In hindsight we probably could have made this idea work if we added a huge amount of padding up front and reserved a large range of IDs but we knew there was another team adding GUI stuff on another branch and we expected to integrate with them more often than we did. (We had no real contact with them and the plethora of open branches made it difficult to see what code they were touching.)

The second issue was around the rebuilds. While you can git checkout –b <branch> to create your feature branch without touching resource.h again, the moment you git pull the integration branch and merge you’re going to have to take the hit [3]. Once your changes are integrated and you push your feature branch to the git server it does the integration branch merge for you and moves it forward.

Back on your own machine you want to re-sync by switching back to the integration branch, which I’d normally do with:

> git checkout <branch>
> git pull --ff-only

…except the first step restores the old resource.h before updating it again in the second step back to where you just were! Except now we’ve got another 45 minute rebuild on our hands [3].

Git to the Rescue

It had been some years since any of us had used Visual Studio on such a large GUI and therefore it took us a while to work out why the codebase always seemed to want rebuilding so much. Consequently I looked to the Internet to see if there was a way of going from my feature branch back to the integration branch (which should be identical from a working copy perspective) without any files being touched. It’s git, of course there was a way, and “Fast-forwarding a branch without checking it out” provided the answer [4]:

> git fetch origin <branch>:<branch>
> git checkout <branch>

The trick is to fetch the branch changes from upstream and point the local copy of that branch to its tip. Then, when you do checkout, only the branch metadata needs to change as the versions of the files are identical and nothing gets touched (assuming no other upstream changes have occurred in the meantime).

Discontinuous Integration

In a modern software development world where we strive to integrate as frequently as possible with our colleagues it’s issues like these that remind us what some of the barriers are for some teams. Visual C++ has been around a long time (since 1993) so this problem is not new. It is possible to break up a GUI project – it doesn’t need to have a monolithic resource file – but that requires time & effort to fix and needs to be done in a timely fashion to reap the rewards. In a product this old which is effectively on life-support this is never going to happen now.

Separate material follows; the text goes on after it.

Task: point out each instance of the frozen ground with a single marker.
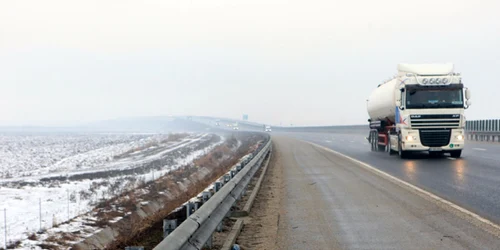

As Gerry Weinberg once said “Things are the way they are because they got that way” which is little consolation when the clock is ticking and you’re watching the codebase compile, again.

 

[1] I hope to write up more on this later as the information around this whole area for native apps was pretty sparse and hugely diluted by the same information for web apps.

[2] Luckily it’s a fairly easy format but laying out controls by calculating every window rectangle is pretty tedious. We eventually took a hybrid approach for more complex dialogs where we used the resource editor first, saved our code snippet, reverted all changes, and then manually pasted our snippet back in thereby keeping the diff minimal.

[3] Yes, you can use touch to tweak the file’s timestamp but you need to be sure you can get away with that by working out what the effects might be.

[4] As with any “googling” knowing what the right terms are, to ask the right question, is the majority of the battle.